Multiplying in the time domain becomes convolution in the frequency domain. The frequency response of a rectangle is the sync function i.e. sin(x)/x. The x in the numerator is the kicker, because it dies down O(1/N).
If you have frequency components which are exactly multiples of 1/T this does not matter as the sync function is zero in all points except that frequency where it is 1.
However if you have a sine which fall between 2 points you will see the sync function sampled on the frequency point. It lloks like a magnified version of the sync function and the 'ghost' signals caused by the convolution die down with 1/N or 6dB/octave. If you have a signal 60db above the noise floor, you will not see the noise for 1000 frequencies left and right from your main signal, it will be swamped by the "skirts" of the sync function.
If you use a different time window you get a different frequency response, a cosine for example dies down with 1/x^2, there are specialized windows for different measurements. The Hanning window is often used as a general purpose window.

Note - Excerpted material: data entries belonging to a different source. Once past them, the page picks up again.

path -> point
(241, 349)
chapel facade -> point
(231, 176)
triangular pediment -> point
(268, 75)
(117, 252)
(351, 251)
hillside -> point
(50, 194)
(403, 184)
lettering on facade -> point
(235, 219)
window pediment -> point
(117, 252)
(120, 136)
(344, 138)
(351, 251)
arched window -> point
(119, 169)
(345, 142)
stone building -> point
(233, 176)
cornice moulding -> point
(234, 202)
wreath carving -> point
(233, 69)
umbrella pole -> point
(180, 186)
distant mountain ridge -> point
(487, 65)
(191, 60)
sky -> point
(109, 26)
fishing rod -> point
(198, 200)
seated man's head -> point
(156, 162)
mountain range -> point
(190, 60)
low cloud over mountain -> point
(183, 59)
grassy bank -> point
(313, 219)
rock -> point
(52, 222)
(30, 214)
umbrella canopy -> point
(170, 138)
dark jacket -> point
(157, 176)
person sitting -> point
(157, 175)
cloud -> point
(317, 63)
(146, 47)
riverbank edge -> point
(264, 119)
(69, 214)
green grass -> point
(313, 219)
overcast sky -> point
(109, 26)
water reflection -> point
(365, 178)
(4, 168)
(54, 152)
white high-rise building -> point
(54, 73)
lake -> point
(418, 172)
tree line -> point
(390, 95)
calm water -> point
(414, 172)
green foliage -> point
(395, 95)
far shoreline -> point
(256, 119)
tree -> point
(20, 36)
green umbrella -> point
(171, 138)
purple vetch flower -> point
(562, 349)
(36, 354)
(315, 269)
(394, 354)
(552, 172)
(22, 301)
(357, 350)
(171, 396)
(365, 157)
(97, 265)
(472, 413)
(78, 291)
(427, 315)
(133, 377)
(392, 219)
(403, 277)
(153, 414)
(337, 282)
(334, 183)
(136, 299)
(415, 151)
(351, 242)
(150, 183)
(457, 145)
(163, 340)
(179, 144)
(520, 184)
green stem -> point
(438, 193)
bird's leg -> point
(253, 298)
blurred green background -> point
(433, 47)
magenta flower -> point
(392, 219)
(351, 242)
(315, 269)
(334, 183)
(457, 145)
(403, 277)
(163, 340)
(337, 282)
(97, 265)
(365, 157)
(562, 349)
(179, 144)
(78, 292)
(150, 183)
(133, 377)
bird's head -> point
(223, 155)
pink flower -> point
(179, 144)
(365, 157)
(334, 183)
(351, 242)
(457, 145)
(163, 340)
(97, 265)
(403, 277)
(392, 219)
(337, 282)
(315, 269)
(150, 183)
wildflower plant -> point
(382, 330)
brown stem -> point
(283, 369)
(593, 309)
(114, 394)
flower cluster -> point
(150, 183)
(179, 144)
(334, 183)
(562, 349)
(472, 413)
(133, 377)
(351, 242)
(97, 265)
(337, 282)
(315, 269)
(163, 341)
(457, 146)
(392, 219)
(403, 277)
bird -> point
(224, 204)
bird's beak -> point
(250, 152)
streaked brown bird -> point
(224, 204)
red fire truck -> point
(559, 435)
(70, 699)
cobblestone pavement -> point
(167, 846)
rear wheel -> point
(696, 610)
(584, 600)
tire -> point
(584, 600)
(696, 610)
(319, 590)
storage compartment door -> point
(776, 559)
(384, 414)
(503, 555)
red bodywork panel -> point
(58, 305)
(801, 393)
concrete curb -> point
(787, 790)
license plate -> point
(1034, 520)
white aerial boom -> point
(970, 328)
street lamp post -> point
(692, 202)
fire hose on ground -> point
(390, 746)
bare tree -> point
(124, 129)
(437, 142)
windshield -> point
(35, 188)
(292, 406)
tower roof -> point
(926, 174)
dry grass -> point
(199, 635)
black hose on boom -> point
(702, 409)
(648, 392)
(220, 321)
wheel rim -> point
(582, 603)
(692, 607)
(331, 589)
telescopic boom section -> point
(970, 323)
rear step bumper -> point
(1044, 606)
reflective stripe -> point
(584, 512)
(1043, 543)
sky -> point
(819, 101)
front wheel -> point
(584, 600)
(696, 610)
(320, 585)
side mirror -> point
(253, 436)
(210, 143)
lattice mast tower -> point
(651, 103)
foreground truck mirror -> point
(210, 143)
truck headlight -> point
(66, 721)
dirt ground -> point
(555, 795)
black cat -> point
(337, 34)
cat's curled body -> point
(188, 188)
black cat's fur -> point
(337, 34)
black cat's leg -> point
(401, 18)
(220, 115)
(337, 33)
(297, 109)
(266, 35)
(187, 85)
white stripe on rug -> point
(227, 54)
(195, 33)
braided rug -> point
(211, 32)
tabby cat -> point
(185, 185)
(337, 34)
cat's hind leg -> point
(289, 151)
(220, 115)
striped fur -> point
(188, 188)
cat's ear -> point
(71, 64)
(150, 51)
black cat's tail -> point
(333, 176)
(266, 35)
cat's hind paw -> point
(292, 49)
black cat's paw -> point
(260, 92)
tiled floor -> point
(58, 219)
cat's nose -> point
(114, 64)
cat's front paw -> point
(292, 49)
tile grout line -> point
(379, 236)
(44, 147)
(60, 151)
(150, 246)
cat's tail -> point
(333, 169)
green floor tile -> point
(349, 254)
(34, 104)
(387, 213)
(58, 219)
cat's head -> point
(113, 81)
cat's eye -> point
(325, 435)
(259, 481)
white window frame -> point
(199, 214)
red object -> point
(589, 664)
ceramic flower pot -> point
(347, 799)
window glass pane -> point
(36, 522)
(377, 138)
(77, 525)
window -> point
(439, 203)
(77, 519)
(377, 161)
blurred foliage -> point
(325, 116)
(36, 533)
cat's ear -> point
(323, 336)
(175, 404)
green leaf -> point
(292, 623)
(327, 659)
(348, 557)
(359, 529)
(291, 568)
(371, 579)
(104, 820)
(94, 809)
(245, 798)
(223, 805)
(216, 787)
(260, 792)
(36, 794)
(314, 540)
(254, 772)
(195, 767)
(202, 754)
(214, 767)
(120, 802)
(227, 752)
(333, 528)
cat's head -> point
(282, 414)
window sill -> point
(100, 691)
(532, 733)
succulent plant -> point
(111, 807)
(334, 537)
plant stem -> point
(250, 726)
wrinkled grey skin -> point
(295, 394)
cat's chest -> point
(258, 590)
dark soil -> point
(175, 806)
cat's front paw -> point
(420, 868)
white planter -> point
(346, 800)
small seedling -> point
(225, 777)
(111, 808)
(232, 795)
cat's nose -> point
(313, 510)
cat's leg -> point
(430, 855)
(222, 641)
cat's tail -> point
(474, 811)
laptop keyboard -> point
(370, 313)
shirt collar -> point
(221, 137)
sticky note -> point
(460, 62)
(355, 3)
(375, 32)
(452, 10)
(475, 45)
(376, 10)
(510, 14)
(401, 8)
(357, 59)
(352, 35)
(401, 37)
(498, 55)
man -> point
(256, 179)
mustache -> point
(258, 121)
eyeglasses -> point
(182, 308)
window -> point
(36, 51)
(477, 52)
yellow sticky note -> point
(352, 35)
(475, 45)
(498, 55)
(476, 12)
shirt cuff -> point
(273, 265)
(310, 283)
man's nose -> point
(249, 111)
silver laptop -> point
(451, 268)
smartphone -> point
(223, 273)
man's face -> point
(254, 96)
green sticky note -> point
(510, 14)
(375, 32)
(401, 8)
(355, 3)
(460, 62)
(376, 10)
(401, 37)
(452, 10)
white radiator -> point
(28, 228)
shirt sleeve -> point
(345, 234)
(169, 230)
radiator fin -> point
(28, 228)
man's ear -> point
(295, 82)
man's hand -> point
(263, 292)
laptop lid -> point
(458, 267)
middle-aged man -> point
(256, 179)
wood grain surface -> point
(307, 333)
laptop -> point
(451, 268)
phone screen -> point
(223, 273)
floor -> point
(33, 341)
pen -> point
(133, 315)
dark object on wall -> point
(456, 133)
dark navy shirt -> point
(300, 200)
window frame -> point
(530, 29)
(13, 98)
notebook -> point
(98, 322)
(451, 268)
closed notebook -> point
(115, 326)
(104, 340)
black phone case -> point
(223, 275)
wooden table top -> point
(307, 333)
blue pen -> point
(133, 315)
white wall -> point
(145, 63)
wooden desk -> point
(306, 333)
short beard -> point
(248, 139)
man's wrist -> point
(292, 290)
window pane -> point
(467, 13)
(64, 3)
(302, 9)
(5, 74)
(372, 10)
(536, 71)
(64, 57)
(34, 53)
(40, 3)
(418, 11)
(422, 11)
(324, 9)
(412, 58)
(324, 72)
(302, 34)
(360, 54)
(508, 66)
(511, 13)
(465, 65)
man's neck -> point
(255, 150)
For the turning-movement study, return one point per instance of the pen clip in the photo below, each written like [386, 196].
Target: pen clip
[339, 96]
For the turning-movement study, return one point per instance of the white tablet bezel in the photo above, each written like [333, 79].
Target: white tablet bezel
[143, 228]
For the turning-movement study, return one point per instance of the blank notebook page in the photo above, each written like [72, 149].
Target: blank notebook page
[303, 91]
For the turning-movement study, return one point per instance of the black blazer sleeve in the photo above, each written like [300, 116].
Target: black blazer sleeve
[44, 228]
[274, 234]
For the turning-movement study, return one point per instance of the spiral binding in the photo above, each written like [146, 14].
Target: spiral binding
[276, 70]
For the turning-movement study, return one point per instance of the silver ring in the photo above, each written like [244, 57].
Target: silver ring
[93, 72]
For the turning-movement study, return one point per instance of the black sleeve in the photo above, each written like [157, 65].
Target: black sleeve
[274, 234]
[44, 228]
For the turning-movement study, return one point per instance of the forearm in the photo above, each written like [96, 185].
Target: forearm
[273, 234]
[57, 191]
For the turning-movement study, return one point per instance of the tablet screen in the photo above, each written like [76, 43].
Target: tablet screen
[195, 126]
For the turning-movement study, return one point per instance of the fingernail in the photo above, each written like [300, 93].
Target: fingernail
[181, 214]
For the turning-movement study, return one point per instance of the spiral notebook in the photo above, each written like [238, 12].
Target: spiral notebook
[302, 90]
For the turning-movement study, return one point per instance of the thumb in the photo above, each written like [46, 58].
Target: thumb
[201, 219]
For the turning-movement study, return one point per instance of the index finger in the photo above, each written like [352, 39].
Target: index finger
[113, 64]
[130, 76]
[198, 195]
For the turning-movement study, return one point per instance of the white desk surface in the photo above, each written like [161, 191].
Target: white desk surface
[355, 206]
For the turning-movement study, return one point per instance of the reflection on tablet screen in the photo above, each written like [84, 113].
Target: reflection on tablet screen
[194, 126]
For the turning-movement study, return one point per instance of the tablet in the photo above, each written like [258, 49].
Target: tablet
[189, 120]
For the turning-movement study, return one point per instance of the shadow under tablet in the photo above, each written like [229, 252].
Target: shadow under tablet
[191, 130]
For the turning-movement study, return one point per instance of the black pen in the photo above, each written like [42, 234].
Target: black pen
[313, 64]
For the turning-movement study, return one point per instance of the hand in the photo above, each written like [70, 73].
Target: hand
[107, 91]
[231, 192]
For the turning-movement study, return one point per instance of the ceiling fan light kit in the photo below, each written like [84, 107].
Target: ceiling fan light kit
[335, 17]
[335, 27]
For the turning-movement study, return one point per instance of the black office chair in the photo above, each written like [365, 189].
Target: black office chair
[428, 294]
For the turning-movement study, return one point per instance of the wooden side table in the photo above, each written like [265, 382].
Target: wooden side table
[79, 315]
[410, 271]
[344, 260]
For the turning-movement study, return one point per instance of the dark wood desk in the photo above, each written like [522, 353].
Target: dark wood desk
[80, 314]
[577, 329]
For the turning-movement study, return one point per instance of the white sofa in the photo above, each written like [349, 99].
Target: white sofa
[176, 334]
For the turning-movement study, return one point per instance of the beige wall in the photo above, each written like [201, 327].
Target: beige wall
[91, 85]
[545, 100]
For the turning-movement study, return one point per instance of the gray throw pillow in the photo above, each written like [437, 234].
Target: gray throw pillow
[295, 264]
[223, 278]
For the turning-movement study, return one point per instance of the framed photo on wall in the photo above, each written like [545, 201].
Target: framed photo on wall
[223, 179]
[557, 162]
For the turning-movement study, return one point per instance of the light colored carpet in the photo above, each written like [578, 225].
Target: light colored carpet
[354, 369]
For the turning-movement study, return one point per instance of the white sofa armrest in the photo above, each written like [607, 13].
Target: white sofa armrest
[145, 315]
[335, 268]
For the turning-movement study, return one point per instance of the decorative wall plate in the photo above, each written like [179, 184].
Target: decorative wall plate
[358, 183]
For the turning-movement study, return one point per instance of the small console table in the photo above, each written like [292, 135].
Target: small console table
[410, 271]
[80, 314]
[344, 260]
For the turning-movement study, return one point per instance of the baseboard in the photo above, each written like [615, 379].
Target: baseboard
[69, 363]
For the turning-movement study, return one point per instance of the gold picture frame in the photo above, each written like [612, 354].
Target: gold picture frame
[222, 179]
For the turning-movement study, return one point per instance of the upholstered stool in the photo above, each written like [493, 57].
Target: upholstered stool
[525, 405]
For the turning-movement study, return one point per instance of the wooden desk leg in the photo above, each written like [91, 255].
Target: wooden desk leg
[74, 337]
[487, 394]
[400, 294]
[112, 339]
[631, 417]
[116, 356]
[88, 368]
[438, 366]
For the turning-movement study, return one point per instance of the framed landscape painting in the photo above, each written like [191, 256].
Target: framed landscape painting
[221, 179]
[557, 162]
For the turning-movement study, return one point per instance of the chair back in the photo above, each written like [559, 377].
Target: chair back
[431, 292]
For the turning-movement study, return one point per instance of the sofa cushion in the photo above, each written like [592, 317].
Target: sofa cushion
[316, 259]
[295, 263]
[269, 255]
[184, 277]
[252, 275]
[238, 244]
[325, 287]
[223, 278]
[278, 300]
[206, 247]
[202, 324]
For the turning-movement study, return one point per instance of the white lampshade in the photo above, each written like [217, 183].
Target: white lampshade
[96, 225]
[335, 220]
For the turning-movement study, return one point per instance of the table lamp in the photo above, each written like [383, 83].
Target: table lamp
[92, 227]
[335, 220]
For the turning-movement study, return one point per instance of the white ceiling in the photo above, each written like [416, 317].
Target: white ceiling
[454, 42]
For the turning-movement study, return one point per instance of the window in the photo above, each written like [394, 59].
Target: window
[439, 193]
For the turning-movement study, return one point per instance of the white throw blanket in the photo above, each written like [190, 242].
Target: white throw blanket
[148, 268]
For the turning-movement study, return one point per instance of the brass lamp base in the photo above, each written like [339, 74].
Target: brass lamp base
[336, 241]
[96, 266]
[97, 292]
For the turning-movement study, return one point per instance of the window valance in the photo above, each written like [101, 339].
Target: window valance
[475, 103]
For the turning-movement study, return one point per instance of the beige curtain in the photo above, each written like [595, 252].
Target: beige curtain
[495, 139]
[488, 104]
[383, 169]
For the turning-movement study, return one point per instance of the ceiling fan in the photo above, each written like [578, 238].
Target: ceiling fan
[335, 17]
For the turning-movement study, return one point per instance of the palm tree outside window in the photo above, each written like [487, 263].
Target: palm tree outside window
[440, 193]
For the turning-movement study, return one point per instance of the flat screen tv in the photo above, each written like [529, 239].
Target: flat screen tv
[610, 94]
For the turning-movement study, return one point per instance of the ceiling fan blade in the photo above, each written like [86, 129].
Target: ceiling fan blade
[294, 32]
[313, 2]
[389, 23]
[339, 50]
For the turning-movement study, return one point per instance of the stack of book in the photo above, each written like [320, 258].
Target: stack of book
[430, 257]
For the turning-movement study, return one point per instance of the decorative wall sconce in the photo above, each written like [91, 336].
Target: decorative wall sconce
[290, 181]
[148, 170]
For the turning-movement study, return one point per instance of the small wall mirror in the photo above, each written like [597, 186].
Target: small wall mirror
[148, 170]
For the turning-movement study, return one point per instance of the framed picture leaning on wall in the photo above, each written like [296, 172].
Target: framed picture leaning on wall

The point is that the rectangular window used when not applying any "windowing function" creates far worse artefacts than a well chosen window. i.e by "distorting" the time samples we get a much better picture in the frequency domain which closer resembles "reality", or rather the "reality" we expect and want to see.
Although there will be artifacts from assuming that a rectangular window of data is periodic at the FFT aperture width, which is one interpretation of what circular convolution does without sufficient zero padding, the differences may or may not be large enough to swamp the data analysis in question.